Question

以下代码：

<?php

namespace App\Providers;

use Illuminate\Support\ServiceProvider;

class AppServiceProvider extends ServiceProvider
{
    /**
     * Bootstrap any application services.
     *
     * @return void
     */
    public function boot()
    {
        // Your logger goes here
        error_log('log...');
    }

    /**
     * Register any application services.
     *
     * @return void
     */
    public function register()
    {
        //
    }
}

产生以下样本输出：

from urllib.request import urlopen
from urllib.error import HTTPError
from bs4 import BeautifulSoup
import re

def getDates(URL):
    dates = []
    # if page not found, HTTPError is thrown
    try:
        html = urlopen(URL)
    except HTTPError:
        print("Page not found.")
        return None

    bsObj = BeautifulSoup(html, "lxml")
    data = bsObj.find("table", {"class":"sortable wikitable"}).children
    for child in data:
        print(child)

我要抓的唯一一行是带日期的行。这是 2017年2月26日。大约有80多个条目就像这样。我已经尝试过请求顶部<tr> <td><a href="/wiki/89th_Academy_Awards" title="89th Academy Awards">89th</a></td> <td>February 26, 2017</td> <td>2016</td> <td><a href="/wiki/Moonlight_(2016_film)" title="Moonlight (2016 film)">Moonlight</a></td> <td>217 !3 hours, 49 minutes</td> <td>32.9 million</td> <td>22.4</td> <td rowspan="2"><a href="/wiki/Jimmy_Kimmel" title="Jimmy Kimmel">Jimmy Kimmel</a></td> </tr>行的兄弟，并得到一个td，我无法除外或循环（如其他帖子所示），因为Spyder说NavigableString未定义，无法导入，并且不是可识别的错误（除NavigableString error产生空白屏幕外）。我知道那里有一个空白区域。我已经尝试找到每个具有AttributeError标签的孩子，该标签的字符串可以解析为与日期对应的正则表达式。那也行不通。错误说我可以把这个参数放在我的.find（）函数中，虽然文档 - 我在我面前 - 说不然。

关于出了什么问题的想法，以及我如何获得这一行？

Answer 1

如果您想处理列表中的所有<td>标记，则可以调用列表中的索引来获取第二个项：

html_doc = """
    <tr>
    <td><a href="/wiki/89th_Academy_Awards" title="89th Academy Awards">89th</a></td>
    <td>February 26, 2017</td>
    <td>2016</td>
    <td><i><a href="/wiki/Moonlight_(2016_film)" title="Moonlight (2016 film)">Moonlight</a></i></td>
    <td><span class="sortkey" style="display:none;">217 !</span><span class="sorttext">3 hours, 49 minutes</span></td>
    <td>32.9 million</td>
    <td>22.4</td>
    <td rowspan="2"><a href="/wiki/Jimmy_Kimmel" title="Jimmy Kimmel">Jimmy Kimmel</a></td>
    </tr>
    """

from bs4 import BeautifulSoup
soup = BeautifulSoup(html_doc, 'html.parser')

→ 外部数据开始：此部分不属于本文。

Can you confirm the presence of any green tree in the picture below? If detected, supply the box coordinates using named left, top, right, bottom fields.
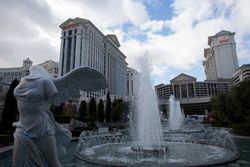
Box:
left=211, top=80, right=250, bottom=123
left=89, top=97, right=97, bottom=121
left=98, top=99, right=104, bottom=122
left=50, top=103, right=64, bottom=115
left=0, top=79, right=19, bottom=130
left=105, top=92, right=111, bottom=122
left=79, top=100, right=88, bottom=119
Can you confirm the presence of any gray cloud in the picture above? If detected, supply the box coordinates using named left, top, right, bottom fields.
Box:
left=0, top=0, right=60, bottom=67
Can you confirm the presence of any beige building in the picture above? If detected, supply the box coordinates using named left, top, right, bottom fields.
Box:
left=0, top=58, right=33, bottom=84
left=39, top=60, right=59, bottom=78
left=203, top=30, right=239, bottom=80
left=229, top=64, right=250, bottom=88
left=155, top=73, right=228, bottom=114
left=59, top=18, right=127, bottom=96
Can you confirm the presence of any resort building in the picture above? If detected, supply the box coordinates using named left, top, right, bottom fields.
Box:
left=203, top=30, right=239, bottom=80
left=0, top=58, right=33, bottom=84
left=155, top=73, right=228, bottom=115
left=59, top=18, right=127, bottom=96
left=39, top=60, right=59, bottom=78
left=229, top=64, right=250, bottom=88
left=127, top=67, right=139, bottom=97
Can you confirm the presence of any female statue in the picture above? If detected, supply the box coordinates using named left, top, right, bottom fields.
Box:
left=13, top=65, right=106, bottom=167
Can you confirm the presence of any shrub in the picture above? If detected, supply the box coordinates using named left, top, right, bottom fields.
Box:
left=54, top=115, right=71, bottom=123
left=233, top=124, right=250, bottom=136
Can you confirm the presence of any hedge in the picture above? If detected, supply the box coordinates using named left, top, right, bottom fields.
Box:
left=233, top=124, right=250, bottom=136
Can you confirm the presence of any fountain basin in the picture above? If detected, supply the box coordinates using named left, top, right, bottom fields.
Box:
left=75, top=142, right=239, bottom=167
left=131, top=145, right=167, bottom=157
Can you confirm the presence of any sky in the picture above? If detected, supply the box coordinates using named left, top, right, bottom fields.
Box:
left=0, top=0, right=250, bottom=85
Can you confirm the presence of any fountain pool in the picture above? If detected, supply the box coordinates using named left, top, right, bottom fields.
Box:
left=76, top=55, right=239, bottom=167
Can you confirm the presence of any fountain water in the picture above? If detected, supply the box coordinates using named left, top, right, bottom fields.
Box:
left=75, top=54, right=239, bottom=167
left=132, top=56, right=165, bottom=154
left=168, top=95, right=185, bottom=130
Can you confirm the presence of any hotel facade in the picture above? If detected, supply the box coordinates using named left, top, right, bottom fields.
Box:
left=155, top=30, right=240, bottom=114
left=155, top=73, right=228, bottom=115
left=59, top=18, right=127, bottom=96
left=203, top=30, right=239, bottom=80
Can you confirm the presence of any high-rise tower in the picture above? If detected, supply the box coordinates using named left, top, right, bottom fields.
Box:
left=203, top=30, right=239, bottom=80
left=59, top=17, right=127, bottom=96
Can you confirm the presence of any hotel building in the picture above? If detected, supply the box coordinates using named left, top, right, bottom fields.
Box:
left=229, top=64, right=250, bottom=88
left=203, top=30, right=239, bottom=80
left=59, top=18, right=127, bottom=96
left=155, top=73, right=228, bottom=114
left=39, top=60, right=59, bottom=78
left=0, top=58, right=33, bottom=84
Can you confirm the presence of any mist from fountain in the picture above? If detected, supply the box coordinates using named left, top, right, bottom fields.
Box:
left=136, top=55, right=163, bottom=147
left=168, top=95, right=185, bottom=130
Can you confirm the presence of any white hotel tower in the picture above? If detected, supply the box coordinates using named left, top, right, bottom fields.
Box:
left=203, top=30, right=239, bottom=80
left=59, top=18, right=127, bottom=96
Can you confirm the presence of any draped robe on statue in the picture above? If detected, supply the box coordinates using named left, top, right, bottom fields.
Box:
left=13, top=68, right=71, bottom=167
left=13, top=65, right=107, bottom=167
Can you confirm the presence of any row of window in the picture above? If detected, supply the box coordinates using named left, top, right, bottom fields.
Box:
left=156, top=83, right=228, bottom=99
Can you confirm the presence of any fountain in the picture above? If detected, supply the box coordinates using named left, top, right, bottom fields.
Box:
left=163, top=95, right=204, bottom=134
left=168, top=95, right=185, bottom=130
left=75, top=54, right=239, bottom=167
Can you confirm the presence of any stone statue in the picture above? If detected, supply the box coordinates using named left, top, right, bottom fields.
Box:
left=13, top=65, right=106, bottom=167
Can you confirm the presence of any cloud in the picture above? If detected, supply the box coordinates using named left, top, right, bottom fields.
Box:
left=118, top=0, right=250, bottom=82
left=0, top=0, right=250, bottom=85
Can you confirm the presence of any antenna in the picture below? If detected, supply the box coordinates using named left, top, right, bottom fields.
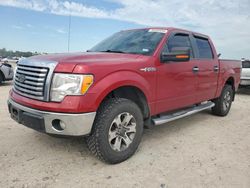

all_tds = soup.find_all('td')

print all_tds[1].text # index the 2nd item

输出：

February 26, 2017

Answer 2

正则表达可能是正确的方法，索引可能是错误的

日期单元格可以在任何列中，不要假设它是第二列（您是否也生成html？您的生成是否启用变量来控制生成和处理？中间是否有获取层？）。将来可能会有一些简单的更改（例如排序或可配置的表列），这些更改可能会破坏您的更改。请考虑以下代码。

time_y

Answer 3

非常感谢，有关循环需求，标签使用和正则表达式有用性的说明。以下代码产生了所需的结果。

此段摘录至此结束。